Line 325 – “In particular, several studies have identified the same serum miRNAs”

REPLY:
Thank you so much for correcting the grammar. I added ‘the’ in the sentence.

Round 2

Reviewer 2 Report

MDPI comments for authors

 

The authors have done a good job of addressing my concerns with this manuscript. However, I still feel that some further changes would greatly enhance the quality of this review and its usefulness in the field.

 

Specifically:

 

  • Tables 1-3 would also benefit from an indication of cohort numbers used in studies, as has been done for Tables 4&5. This information could be added without increasing the number of columns by combining Author and Year into a single ‘Reference’ heading.

 

  • Figure 2 – By putting citations in brackets after each miRNA to denote number of publications, you can eliminate the need for colour coding words, which can make the text difficult to read.

 

  • Section 4.5 contains a number of grammatical errors and missing words (e.g. “which would take than a few years.”) which affect the readability of the text.

 

  • Figure 2 is a useful summary figure – authors might consider moving it to a later part of the review, once the miRNAs contained within have already been mentioned in the text.

 

  • The sample numbers included in Tables 4+5 are surprisingly low for validation studies. Have any clinical trials been conducted in this area? (Please mention if so). Or is this area just very new?

 

  • The first letter of the Conclusion section text is appearing strangely on my screen – perhaps a formatting issue here?

 

Author Response

We truly thank your constructive suggestions. We highlighted the revised words and sentences in the manuscript. We hope this revised version would fulfill your requests.

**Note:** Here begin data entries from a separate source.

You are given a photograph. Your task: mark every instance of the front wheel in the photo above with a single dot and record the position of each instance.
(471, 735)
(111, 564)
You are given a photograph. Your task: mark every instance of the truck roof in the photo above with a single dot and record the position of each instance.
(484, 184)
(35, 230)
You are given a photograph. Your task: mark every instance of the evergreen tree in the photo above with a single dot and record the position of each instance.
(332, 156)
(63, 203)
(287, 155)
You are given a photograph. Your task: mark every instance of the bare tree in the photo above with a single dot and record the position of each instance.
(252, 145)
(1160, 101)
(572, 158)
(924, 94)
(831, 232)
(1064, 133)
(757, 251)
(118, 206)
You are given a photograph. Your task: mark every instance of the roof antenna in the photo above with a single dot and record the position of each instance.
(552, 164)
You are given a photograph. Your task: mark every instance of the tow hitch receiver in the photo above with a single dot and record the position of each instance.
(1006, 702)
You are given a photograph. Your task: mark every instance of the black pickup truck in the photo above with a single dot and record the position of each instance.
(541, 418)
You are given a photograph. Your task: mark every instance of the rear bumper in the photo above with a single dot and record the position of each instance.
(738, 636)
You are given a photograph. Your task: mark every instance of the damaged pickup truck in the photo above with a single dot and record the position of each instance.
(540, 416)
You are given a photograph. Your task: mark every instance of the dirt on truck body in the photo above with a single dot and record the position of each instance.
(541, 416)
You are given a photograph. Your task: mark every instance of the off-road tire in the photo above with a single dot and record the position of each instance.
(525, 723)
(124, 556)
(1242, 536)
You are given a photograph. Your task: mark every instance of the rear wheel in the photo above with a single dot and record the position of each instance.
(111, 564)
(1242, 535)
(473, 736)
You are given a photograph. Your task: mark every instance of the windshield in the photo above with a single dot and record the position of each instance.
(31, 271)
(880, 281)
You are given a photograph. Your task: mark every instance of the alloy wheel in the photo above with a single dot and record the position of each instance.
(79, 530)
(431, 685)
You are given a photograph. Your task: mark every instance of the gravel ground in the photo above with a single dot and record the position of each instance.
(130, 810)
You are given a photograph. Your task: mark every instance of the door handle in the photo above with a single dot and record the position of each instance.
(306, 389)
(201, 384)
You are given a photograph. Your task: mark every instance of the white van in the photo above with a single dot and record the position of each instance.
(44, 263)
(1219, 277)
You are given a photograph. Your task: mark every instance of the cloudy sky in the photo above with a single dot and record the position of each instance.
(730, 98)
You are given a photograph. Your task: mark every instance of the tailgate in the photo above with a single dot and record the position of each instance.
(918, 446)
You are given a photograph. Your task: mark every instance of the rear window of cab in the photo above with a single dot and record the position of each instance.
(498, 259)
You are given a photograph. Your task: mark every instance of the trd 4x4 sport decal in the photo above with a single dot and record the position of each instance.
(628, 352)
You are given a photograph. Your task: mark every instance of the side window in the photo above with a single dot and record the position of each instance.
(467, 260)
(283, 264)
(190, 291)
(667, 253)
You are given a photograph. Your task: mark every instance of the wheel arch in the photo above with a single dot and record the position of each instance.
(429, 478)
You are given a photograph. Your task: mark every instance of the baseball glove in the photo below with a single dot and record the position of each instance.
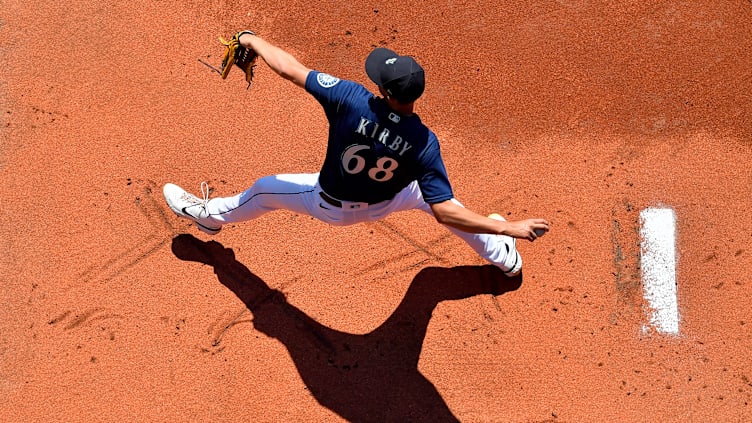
(236, 54)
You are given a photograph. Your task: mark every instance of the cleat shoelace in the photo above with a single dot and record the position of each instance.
(197, 201)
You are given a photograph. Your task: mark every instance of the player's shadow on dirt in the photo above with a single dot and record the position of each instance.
(363, 378)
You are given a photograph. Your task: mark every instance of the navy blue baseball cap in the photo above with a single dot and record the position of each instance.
(400, 76)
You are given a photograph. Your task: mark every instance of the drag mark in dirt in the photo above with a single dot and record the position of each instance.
(80, 319)
(162, 233)
(624, 240)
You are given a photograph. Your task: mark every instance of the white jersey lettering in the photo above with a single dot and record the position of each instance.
(362, 127)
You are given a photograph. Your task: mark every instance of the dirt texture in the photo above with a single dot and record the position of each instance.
(582, 112)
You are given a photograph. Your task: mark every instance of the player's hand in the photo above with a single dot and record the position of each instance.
(529, 229)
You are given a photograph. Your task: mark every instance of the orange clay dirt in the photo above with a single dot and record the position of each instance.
(581, 112)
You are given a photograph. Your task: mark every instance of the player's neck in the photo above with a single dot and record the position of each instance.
(402, 109)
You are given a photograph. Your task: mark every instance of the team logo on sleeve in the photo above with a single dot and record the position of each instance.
(327, 81)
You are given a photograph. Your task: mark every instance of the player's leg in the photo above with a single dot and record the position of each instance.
(295, 192)
(497, 249)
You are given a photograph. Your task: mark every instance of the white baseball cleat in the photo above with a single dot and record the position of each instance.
(512, 265)
(191, 207)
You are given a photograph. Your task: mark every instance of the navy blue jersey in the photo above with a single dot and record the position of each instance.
(372, 152)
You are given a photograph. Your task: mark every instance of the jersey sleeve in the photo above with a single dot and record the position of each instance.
(434, 182)
(329, 90)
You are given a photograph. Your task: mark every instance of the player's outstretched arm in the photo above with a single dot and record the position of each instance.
(452, 214)
(281, 62)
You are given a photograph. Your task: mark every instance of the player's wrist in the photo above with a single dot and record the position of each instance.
(244, 37)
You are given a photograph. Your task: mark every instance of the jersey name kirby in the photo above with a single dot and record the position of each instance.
(370, 129)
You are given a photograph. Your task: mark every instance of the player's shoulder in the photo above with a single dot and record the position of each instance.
(318, 81)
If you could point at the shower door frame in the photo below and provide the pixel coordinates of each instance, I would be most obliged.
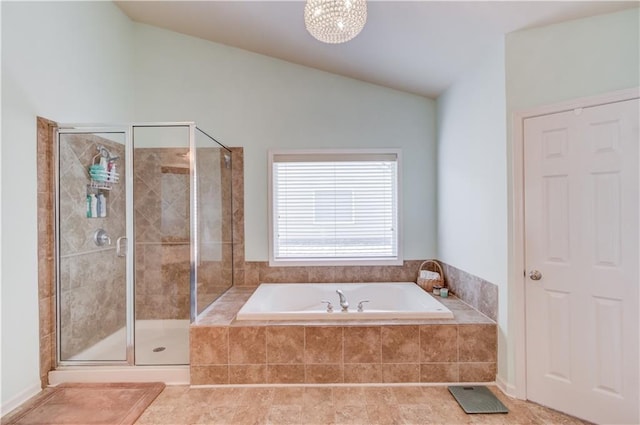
(130, 320)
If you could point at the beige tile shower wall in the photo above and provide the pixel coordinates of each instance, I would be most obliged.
(92, 292)
(215, 230)
(161, 232)
(46, 265)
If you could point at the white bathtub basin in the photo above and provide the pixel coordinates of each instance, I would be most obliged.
(302, 301)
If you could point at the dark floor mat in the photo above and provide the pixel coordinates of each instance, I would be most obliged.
(477, 399)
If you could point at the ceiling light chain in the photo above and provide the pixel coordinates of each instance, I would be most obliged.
(335, 21)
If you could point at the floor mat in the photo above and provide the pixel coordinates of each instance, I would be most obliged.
(477, 399)
(84, 403)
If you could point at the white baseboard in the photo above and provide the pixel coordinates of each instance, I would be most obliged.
(506, 388)
(170, 375)
(20, 398)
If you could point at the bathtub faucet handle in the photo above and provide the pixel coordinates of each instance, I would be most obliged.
(360, 306)
(343, 300)
(329, 306)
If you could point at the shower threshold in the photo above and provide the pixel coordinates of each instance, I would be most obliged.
(170, 375)
(161, 355)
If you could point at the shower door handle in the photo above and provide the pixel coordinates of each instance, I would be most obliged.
(119, 251)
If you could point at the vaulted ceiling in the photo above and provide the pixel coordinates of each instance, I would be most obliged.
(416, 46)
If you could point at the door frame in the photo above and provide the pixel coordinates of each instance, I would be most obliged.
(516, 266)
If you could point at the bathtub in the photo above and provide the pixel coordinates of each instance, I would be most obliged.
(303, 301)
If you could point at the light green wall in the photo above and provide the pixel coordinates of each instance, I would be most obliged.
(260, 103)
(472, 231)
(573, 59)
(472, 178)
(552, 64)
(67, 61)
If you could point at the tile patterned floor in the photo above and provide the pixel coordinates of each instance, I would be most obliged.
(333, 405)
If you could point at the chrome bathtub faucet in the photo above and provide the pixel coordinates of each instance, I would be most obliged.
(343, 300)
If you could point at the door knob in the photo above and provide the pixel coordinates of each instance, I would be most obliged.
(535, 275)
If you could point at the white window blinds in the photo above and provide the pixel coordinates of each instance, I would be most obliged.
(334, 206)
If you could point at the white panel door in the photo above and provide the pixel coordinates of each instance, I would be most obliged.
(581, 259)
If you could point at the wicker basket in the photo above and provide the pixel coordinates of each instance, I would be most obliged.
(428, 284)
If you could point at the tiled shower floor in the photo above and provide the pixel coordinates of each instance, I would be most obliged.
(307, 405)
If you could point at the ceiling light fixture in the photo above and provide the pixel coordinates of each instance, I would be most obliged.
(335, 21)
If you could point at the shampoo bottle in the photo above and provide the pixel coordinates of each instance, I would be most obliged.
(94, 205)
(102, 205)
(88, 206)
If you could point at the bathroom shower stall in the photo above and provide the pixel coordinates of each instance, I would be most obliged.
(143, 240)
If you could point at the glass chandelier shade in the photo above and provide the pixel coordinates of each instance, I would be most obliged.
(335, 21)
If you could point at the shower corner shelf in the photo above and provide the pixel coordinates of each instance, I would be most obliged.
(94, 184)
(102, 171)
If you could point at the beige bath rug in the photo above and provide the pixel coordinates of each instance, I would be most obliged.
(85, 404)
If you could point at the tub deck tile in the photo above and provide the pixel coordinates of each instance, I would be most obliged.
(224, 350)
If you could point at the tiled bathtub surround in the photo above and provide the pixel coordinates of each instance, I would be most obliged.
(477, 292)
(256, 272)
(224, 351)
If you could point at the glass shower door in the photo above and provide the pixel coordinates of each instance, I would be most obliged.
(91, 232)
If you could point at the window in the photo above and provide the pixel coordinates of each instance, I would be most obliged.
(334, 207)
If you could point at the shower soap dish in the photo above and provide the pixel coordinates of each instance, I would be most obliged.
(429, 275)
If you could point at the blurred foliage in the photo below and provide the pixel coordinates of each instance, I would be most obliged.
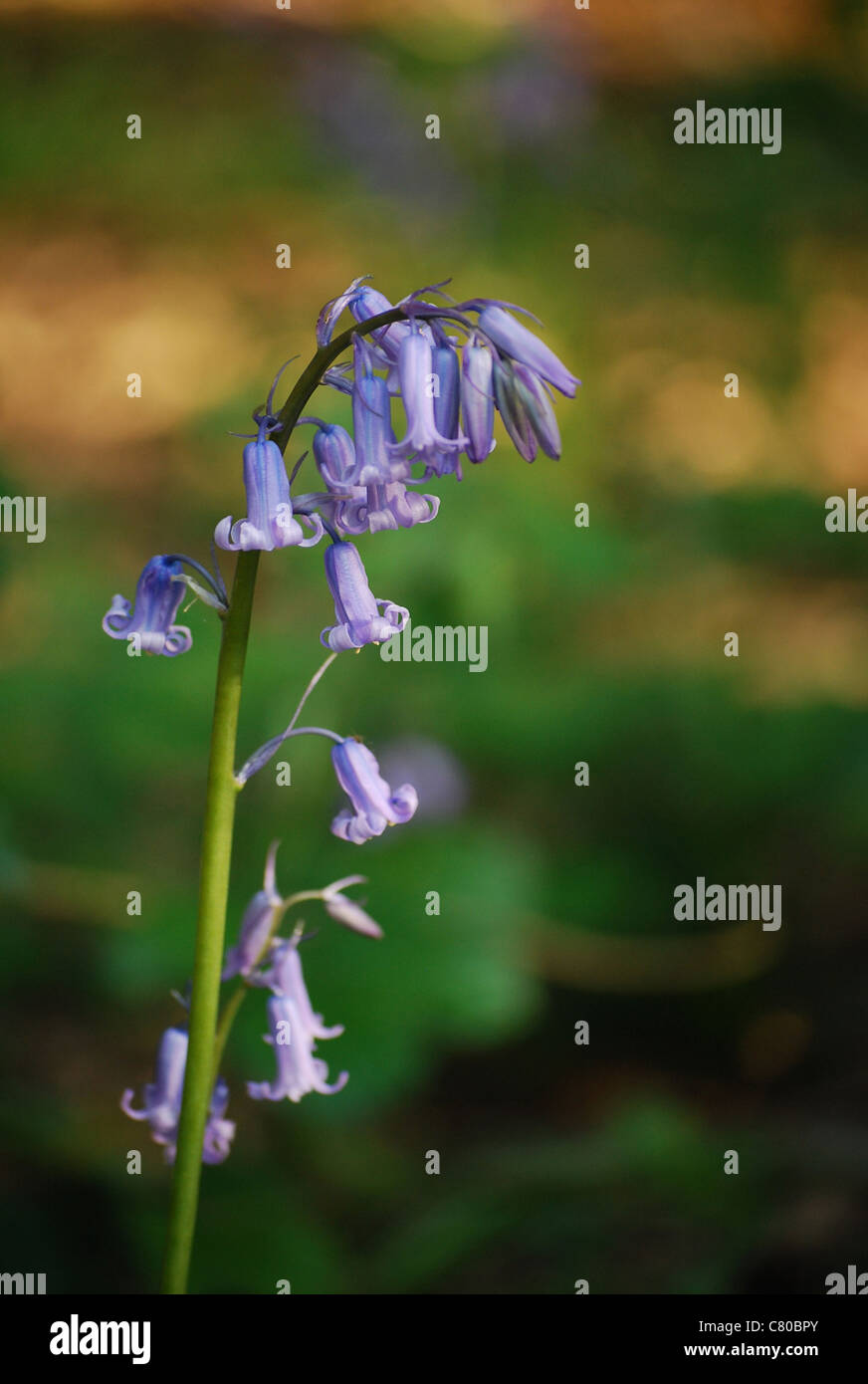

1. Tables 1-3 would also benefit from an indication of cohort numbers used in studies, as has been done for Tables 4&5. This information could be added without increasing the number of columns by combining Author and Year into a single ‘Reference’ heading.

REPLY:
We added sample numbers and references in Table1-3. You must find these studies are small-scale studies. This issue was commented on in the conclusion.

2. Figure 2 – By putting citations in brackets after each miRNA to denote number of publications, you can eliminate the need for colour coding words, which can make the text difficult to read.

REPLY:

We added references and unified the letter color.

3. Section 4.5 contains a number of grammatical errors and missing words (e.g. “which would take than a few years.”) which affect the readability of the text.

REPLY:

The manuscript was reviewed by the professional English editing service.

4. Figure 2 is a useful summary figure – authors might consider moving it to a later part of the review, once the miRNAs contained within have already been mentioned in the text.

REPLY:

Thank you for your good suggestions. We moved figure2 just before the discussion section.

5. The sample numbers included in Tables 4+5 are surprisingly low for validation studies. Have any clinical trials been conducted in this area? (Please mention if so). Or is this area just very new?

REPLY:

By searching ClinicalTrial.gov, we identified two registered case-control studies (NCT02464930 and NCT02812680). Both studies are recruiting about 200 participants. No population-based study has been performed. This point was added in section 4.5.

6. It would be good if the authors could include information on cohort sizes for all studies, to give the reader an idea of the robustness of each study cited. Would be good to indicate for example in Tables 4 and 5, the total number of patient samples tested, perhaps in brackets after the cancer type, to give the reader a sense of whether these markers have been validated in 100s or 1000s of patients. How new is this technology?

REPLY:

We added sample sizes in Table 1-3. This clearly indicates that a large-scale study has not been conducted.

7.The first letter of the Conclusion section text is appearing strangely on my screen – perhaps a formatting issue here?

REPLY:

We could not find any problem here but we fixed the font type for this part.